What is a Recession, Really?

May 11, 2018 | BEGINNER, INVESTING 101

By now you’ve probably heard the term “recession” thrown around a lot.

While the overall U.S. economy has been relatively stable the last few years, and we’ve recently seen a very long-running bull-market, the media is abuzz with conversations on the current market correction and the possibility of a recession.

But you may be wondering, just what is a recession, really?

The term “recession” refers to a significant decline in economic activity lasting more than just a few months – typically two consecutive quarters or more.

A correction is the same thing, just lasting a shorter amount of time, and usually not quite as significant.

Recession can be brought on slowly because of a build-up of small events, or it can be triggered by one event – a crisis.

The last big recession was at the end of the last decade. The 2008/2009 financial crisis affected the global economy, not just the U.S. Since then, we’ve seen a relatively stable economy.

Recent political and economic tensions, however, have some experts concerned another recession may be on the horizon.

Others disagree, citing the low unemployment rates and rising home costs and interest rates as evidence against a recession.

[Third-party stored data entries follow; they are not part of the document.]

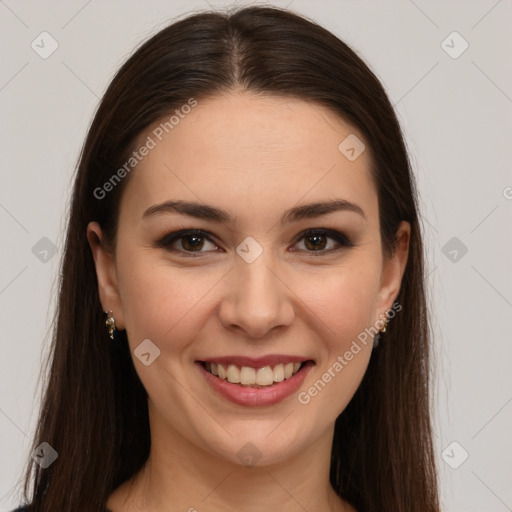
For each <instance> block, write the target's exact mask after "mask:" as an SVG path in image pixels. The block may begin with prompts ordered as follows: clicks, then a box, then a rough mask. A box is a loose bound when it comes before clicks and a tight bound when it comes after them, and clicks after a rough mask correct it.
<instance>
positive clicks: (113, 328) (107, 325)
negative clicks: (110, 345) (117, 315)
mask: <svg viewBox="0 0 512 512" xmlns="http://www.w3.org/2000/svg"><path fill="white" fill-rule="evenodd" d="M105 313H106V314H107V319H106V320H105V325H106V326H107V328H108V335H109V336H110V339H112V340H113V339H114V331H115V328H116V321H115V319H114V315H113V314H112V311H105Z"/></svg>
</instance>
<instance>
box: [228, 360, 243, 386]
mask: <svg viewBox="0 0 512 512" xmlns="http://www.w3.org/2000/svg"><path fill="white" fill-rule="evenodd" d="M226 377H227V378H228V380H229V382H232V383H233V384H238V383H239V382H240V372H239V371H238V368H237V367H236V366H235V365H234V364H230V365H229V366H228V370H227V372H226Z"/></svg>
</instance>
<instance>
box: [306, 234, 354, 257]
mask: <svg viewBox="0 0 512 512" xmlns="http://www.w3.org/2000/svg"><path fill="white" fill-rule="evenodd" d="M300 240H304V247H305V251H306V252H310V253H315V252H317V253H319V254H318V256H319V255H323V254H325V253H330V252H332V251H337V250H339V249H344V248H347V247H353V246H354V244H353V243H352V242H351V241H350V240H349V239H348V238H347V237H346V236H345V235H344V234H343V233H340V232H338V231H332V230H324V229H319V230H309V231H306V232H305V233H304V234H303V235H302V236H301V237H300ZM328 240H334V242H335V243H334V244H333V243H332V242H331V243H329V242H328ZM301 250H304V249H301ZM315 256H317V254H315Z"/></svg>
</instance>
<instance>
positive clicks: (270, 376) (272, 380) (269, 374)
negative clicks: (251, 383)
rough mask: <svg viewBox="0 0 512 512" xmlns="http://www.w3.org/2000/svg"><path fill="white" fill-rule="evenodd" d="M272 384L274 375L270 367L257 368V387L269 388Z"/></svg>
mask: <svg viewBox="0 0 512 512" xmlns="http://www.w3.org/2000/svg"><path fill="white" fill-rule="evenodd" d="M273 382H274V375H273V373H272V368H271V367H270V366H264V367H263V368H259V369H258V371H257V372H256V384H258V385H259V386H269V385H270V384H272V383H273Z"/></svg>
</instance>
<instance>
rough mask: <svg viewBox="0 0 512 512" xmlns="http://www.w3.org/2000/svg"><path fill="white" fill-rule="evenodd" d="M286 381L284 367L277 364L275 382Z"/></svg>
mask: <svg viewBox="0 0 512 512" xmlns="http://www.w3.org/2000/svg"><path fill="white" fill-rule="evenodd" d="M283 380H284V366H283V365H282V364H276V365H275V366H274V382H283Z"/></svg>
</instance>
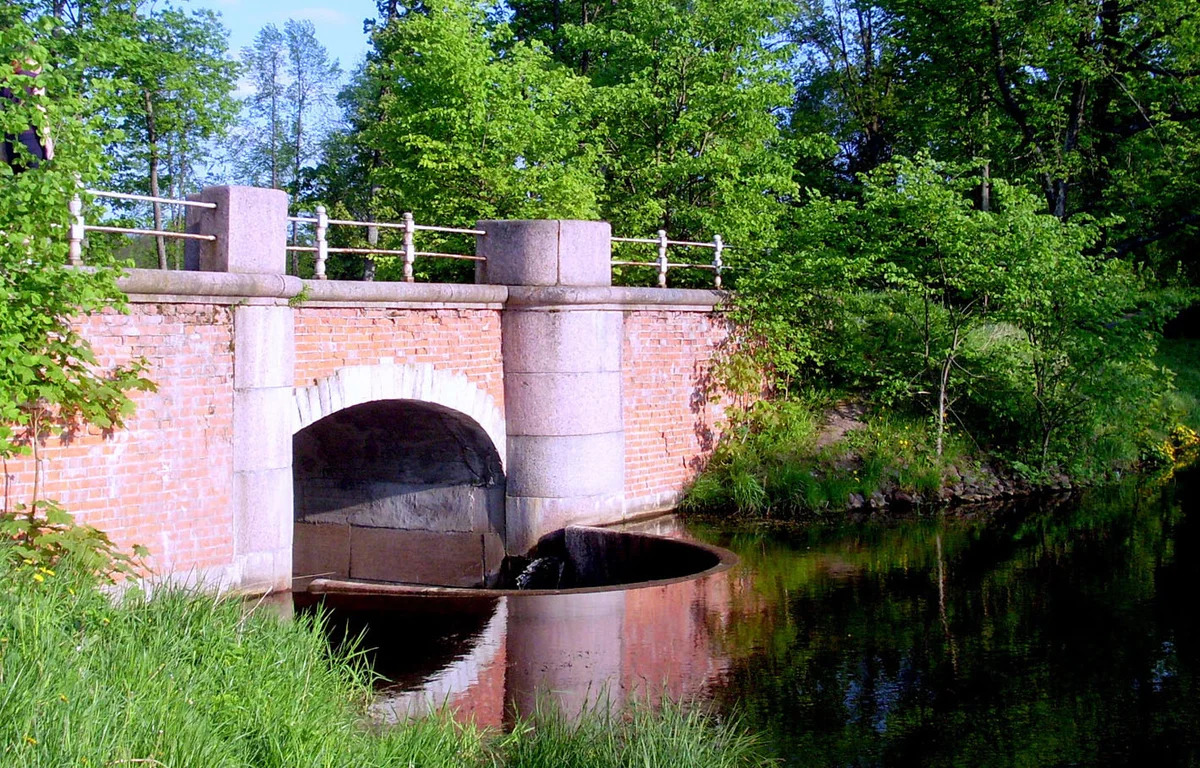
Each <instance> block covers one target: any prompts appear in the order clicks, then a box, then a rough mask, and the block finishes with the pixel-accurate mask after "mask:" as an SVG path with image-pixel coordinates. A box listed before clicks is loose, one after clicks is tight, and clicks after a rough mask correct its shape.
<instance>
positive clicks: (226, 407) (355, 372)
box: [10, 191, 727, 590]
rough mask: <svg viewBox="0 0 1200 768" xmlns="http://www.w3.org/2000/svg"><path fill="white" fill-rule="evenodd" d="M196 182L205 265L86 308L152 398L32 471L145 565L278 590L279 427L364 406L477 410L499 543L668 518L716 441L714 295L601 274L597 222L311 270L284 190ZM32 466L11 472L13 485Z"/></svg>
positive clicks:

The question really isn’t IF though, it’s WHEN.

Recessions are a natural part of a moving economy. And the effects of even a short recession can last long after the economy turns. The good news is that while periods of recession are inevitable so are periods of prosperity and growth.

Recessions also provide an opportunity for investors to buy stock at lower prices. If you think a stock will recover after the economy improves, recession is the best time to buy. The prices will be low and, if you’re right, you’ll be set to make impressive gains.